Roberto García H.. 31 agosto

Cuán lejos estábamos años atrás de reparar siquiera en la existencia de un mozalbete quien, con la bendición de su madre, abordó un día el autobús de su natal Pedregoso, decidido a dejar el sur para labrarse un norte, más allá del Cerro de la Muerte.

Una de las escenas más bellas de la película Hombre de fe, es la fotografía del paisaje generaleño. La ruta de asfalto se pierde a veces entre un mágico entorno de naturaleza pródiga, mientras identificamos, en planos alternos del filme, al carajillo lleno de sueños, y no pocos temores, mirando por la ventana del bus y aproximándose a la capital, sin sospechar en aquel momento que la decisión tomada lo llevaría a romper todos los moldes imaginables y, finalmente, a su consagración internacional.

Keylor Navas Gamboa se ha convertido en un maestro de vida para chicos y grandes, no tanto por sus extraordinarias condiciones atléticas y futbolísticas, de las que sobra reiterar conceptos, sino por las lecciones que ofrece de disciplina, resistencia, persistencia, fuerza mental y –muy importante– resciliencia, término que la psicología define como la capacidad de los seres humanos para adaptarse positivamente a situaciones adversas.

Porque Navas cree en sí mismo, mientras tantos dudan de él; persiste con obstinado afán en su sitial de honor como guardameta del Real Madrid, mientras la lógica de otros, aconseja desistir. Asume sus logros con humildad, y encara las jornadas tristes con una fuerza interior ejemplarizante. Con ambos impostores, léase victoria y fracaso, le ha tocado lidiar en distintas ocasiones, sin traicionar sus principios. Tampoco abandona la sensatez ni sus palabras medidas, pocas, pero claras y contundentes.

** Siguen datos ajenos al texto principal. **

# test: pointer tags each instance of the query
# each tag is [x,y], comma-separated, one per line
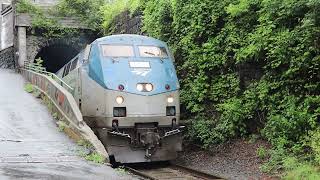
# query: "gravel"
[235,159]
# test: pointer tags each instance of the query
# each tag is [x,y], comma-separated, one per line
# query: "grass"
[28,88]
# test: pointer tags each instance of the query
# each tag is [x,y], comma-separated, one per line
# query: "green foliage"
[87,10]
[45,21]
[296,170]
[24,6]
[61,125]
[262,153]
[95,157]
[112,9]
[28,88]
[214,40]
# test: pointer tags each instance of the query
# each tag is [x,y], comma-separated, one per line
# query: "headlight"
[140,87]
[149,87]
[119,100]
[170,99]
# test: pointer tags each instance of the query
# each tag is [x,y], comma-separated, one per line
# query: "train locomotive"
[128,92]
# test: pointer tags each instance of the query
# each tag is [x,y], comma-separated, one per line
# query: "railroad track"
[170,172]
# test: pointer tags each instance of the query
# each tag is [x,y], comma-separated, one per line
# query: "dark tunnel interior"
[56,56]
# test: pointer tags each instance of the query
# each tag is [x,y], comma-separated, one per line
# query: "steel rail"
[42,70]
[181,172]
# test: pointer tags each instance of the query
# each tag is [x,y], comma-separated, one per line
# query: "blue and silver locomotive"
[128,92]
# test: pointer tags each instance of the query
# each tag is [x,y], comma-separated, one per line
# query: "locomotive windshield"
[117,50]
[152,51]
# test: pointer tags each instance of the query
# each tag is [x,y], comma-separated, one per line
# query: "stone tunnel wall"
[7,58]
[127,23]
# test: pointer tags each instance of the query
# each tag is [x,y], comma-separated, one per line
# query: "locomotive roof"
[130,39]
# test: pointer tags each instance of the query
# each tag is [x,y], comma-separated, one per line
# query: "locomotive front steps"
[66,107]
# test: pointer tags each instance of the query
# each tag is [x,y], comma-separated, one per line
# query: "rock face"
[126,23]
[7,58]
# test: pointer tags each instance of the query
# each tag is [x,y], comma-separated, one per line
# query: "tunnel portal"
[56,56]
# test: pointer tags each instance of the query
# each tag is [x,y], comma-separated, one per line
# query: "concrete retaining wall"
[66,106]
[7,58]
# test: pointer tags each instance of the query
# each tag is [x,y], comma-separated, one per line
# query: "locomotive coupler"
[151,141]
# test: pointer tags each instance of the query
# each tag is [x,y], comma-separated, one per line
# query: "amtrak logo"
[141,72]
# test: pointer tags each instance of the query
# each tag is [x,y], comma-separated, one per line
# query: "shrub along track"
[168,171]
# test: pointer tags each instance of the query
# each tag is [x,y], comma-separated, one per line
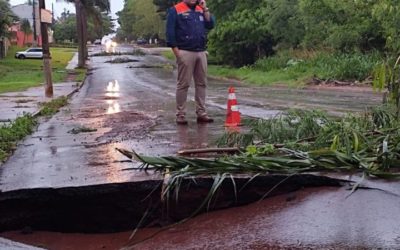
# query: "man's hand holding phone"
[202,4]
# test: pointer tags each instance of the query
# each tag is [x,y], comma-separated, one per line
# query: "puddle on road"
[112,94]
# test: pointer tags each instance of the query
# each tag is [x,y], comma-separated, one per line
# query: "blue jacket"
[187,27]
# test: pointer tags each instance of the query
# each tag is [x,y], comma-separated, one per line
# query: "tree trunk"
[81,46]
[84,33]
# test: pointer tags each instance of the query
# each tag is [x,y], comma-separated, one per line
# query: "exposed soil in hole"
[119,207]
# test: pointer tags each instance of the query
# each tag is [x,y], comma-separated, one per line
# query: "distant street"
[132,106]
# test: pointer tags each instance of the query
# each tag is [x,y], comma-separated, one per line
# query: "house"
[25,11]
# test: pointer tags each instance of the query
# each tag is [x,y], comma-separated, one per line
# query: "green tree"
[139,18]
[346,25]
[85,8]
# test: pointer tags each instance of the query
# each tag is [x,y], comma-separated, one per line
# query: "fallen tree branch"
[208,150]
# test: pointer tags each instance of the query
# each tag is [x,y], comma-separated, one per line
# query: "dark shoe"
[204,119]
[181,120]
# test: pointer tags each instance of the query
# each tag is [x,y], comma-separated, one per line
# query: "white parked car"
[30,53]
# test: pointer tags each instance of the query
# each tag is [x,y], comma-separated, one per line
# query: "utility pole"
[34,22]
[46,51]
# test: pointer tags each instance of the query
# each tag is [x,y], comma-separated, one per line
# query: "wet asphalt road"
[132,106]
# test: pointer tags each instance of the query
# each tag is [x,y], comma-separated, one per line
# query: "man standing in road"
[187,25]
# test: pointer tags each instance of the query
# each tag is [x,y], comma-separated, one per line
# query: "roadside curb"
[69,95]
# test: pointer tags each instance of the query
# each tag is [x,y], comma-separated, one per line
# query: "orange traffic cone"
[232,114]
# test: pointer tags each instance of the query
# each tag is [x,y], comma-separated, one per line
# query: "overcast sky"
[59,6]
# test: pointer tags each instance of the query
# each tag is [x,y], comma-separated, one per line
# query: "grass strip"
[11,133]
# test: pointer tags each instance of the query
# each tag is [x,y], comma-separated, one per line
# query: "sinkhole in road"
[121,206]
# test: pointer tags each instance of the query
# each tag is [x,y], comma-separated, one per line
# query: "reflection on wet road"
[195,137]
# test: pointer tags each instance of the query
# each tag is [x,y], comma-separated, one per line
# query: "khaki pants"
[191,65]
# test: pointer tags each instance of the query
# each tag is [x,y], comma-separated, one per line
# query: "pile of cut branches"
[299,142]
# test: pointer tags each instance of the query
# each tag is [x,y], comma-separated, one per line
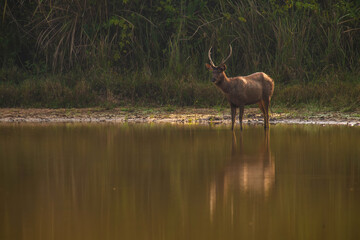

Nuestro compatriota recibió el jueves el trofeo para el mejor guardameta de la Champions League 2017-2018, en la ceremonia de gala que incluyó el sorteo de la fase de grupos del certamen 2018-2019. Cabe destacar que la actividad se realizó en el Principado de Mónaco, como se denomina en realidad a ese mítico país, cuyo lema nacional, escrito en latín, es: Déo Juvante. Traducido al español, significa: “Con la ayuda de Dios”… Otro guiño del destino para nuestro hombre de fe.